—Escúchese a los enanos, Teodoro, ellos huelen a los traidores, tienen un gran olfato para la deslealtad, esa gracia les han hecho los dioses a cambio de sus contrahechas figuras. Si un enano pregunta por qué se le permite vivir a éste o a aquél, siendo tan traidores a mi persona, que de inmediato se ejecute a los delatados, así sean Fabiano o Cintia mis amores; dime de quién desciendo, recuérdame mi dura estirpe. Teodoro…
—De los Lucios, César, pero te cambiaste el prenornbre cuando los de la familia así llamada fueron condenados por robo en despoblado y asesinato. De las Claudias, César. De la primera Claudia que para demostrar que su castidad no podía ser puesta en duda, se echó unas cuerdas sobre los hombros y arrastró desde los bancos lodosos del Tíber un barco atascado, cargado de objetos sacros…
—… ¡qué mujeres, Teodoro, qué hembras…!
—De la segunda Claudia, condenada como traidora por el senado porque un día la muchedumbre de las calles le impidió el paso en su litera y ella, descendiendo, pidió públicamente que su hermano Pul— quer resucitara y perdiese otra vez, como lo había hecho en vida, otra flota ante el enemigo y así hubiese menos muchedumbre en Roma y los patricios pudiesen pasearse sin contratiempos.
—…eso, eso, qué mujeres, siempre han despreciado al vulgo…
—Y la segunda Claudia ni siquiera al ser juzgada se vistió de luto para pedir clemencia. Clemencia para los esclavos y los castrados, dijo, no para una mujer que desea encontrarse a todos sus amigos y admiradores en el Averno, del otro lado de las perezosas y negras aguas del río estigio…

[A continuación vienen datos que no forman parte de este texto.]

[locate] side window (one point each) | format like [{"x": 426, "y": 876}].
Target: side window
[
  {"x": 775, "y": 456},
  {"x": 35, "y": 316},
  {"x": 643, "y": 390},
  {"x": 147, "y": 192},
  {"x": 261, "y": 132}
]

—…eso, eso, Teodoro, esa línea culmina conmigo; mira, busca en tus archivos y en tus recuerdos, busca el testimonio más oscuro, más desconocido, más olvidado, de una rebelión contra mí; una rebelión individual, surgida de la muchedumbre, pero que signifique la revuelta contra nosotros, que siendo singulares representamos una ética colectiva, encarnada en templos y leyes marmóreos, que sólo yo y nadie más que yo puede convertir en polvo y escarnio, no el vulgo, no la muchedumbre, no las hormigas que devoraron mi serpiente: nuestra ley romana, Teodoro, idéntica para todos y en un vasto y unificado imperio sustentada: Roma única, de nadie puedes ser sino del único Tiberio: muere conmigo, Roma; y tú, hijo de retórico, busca, vete con tus sandalias de palma y encuentra lo que te pido y déjame gozar de mis niños y efebos y ninfas, ¿qué les pasa?, ¿ya se cansaron?, pronto, consulten a Elefantis, otra postura, pronto, mi placer no admite intermedios, y ustedes están aquí para mi placer, no para el suyo, pronto, Elefantis al auxilio…
(ii)
Yo, Teodoro, el narrador de estos hechos, he pasado la noche reflexionando sobre ellos, escribiéndolos en los papeles que tienes o algún día tendrás entre tus manos, lector, y considerándome a mí mismo como otra persona: tercera persona de la narración objetiva; segunda persona de la narración subjetiva: sí, el segundo de Tiberio, su observador y criado; y sólo ahora, en la reclusión del cubículo lleno de papeles amontonados que he ido recogiendo a lo largo de mis viajes, sentado en un camastro de tablones, cerca de una ventana sin vista al mar, sin más paisaje que las rocas desnudas y ocres de Capri, puedo considerarme, en mi soledad, que es mi escasa autonomía, primera persona: yo, el narrador.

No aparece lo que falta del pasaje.